As the glut of oversupply in the tanker market is overwheling and threatening to cut down the potential earnings of newbuilding vessels, ship owners seem to have accepted the notion of selling younger vessels (but still old compared to their modern counterparts) for scrap. According to the latest weekly report from CR Weber, until recently, the average age of tanker units sold for demolition was relatively level, despite the fact the the average age of the world’s tanker fleet is being brought down, as a result of newbuilding deliveries.
According to the report, “until 2010, most tanker demolitions sales were limited to single hull vessels. During 2010, there was some acceleration in the number of double hull vessels (many of which had been converted from single hulls), but this was in tandem to an overall acceleration in demolition sales as demolition values were rebounding from 2009 lows.

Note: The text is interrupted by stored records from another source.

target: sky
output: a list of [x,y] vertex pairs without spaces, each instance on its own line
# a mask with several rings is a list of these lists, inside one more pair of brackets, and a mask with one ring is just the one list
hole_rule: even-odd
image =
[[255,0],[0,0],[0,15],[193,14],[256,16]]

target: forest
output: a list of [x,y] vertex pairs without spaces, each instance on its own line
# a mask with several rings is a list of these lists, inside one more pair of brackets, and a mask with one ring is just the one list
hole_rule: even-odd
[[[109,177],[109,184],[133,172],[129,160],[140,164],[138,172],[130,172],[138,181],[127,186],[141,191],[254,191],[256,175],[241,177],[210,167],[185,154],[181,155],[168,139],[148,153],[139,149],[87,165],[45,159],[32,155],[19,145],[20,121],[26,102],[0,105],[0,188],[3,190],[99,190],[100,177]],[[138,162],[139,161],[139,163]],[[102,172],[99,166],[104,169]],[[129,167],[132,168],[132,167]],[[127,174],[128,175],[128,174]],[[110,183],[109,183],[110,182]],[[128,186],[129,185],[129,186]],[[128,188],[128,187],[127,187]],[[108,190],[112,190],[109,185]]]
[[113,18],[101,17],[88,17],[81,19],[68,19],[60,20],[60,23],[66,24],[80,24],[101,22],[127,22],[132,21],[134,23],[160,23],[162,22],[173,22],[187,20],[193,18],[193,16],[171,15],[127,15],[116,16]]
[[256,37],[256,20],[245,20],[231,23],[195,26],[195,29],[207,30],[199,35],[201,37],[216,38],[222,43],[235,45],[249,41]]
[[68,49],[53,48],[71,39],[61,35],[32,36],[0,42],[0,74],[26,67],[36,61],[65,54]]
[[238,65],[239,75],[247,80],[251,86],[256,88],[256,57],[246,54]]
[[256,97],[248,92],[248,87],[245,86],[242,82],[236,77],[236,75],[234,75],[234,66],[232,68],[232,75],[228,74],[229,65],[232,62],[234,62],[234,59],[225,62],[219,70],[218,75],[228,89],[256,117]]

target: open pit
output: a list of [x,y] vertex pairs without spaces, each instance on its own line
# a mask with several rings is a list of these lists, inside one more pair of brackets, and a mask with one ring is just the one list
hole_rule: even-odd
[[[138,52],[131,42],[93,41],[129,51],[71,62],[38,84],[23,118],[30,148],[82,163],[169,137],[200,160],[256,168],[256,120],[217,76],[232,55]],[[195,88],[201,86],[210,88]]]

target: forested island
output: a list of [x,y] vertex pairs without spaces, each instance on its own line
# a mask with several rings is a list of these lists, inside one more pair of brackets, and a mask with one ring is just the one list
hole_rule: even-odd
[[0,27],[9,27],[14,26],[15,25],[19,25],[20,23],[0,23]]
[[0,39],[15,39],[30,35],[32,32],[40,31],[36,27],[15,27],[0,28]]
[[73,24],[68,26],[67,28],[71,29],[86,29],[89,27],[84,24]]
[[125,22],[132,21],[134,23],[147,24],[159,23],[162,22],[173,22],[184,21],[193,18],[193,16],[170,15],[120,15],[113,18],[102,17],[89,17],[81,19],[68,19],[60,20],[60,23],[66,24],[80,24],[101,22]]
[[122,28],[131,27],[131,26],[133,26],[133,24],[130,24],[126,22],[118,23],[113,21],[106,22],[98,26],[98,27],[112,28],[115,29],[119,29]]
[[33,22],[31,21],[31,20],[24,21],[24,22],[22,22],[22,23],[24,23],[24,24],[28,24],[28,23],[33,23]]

Accordingly, the percentage of double hull units sold for demolition relative to the total remained low during 2010 at 13%. During 1H11 the percentage rose to 22% and since the start of August it has risen further to 39%. It is also worth noting that since the start of September, the average age of demolition units has dropped to about 23 years with 5 units built in the early 1990s being sold for demolition (4 of these being double hull units). Although it is too early to surmise that this represents an emerging trend, it remains one of the most viable means of aiding the tanker sector from overcapacity.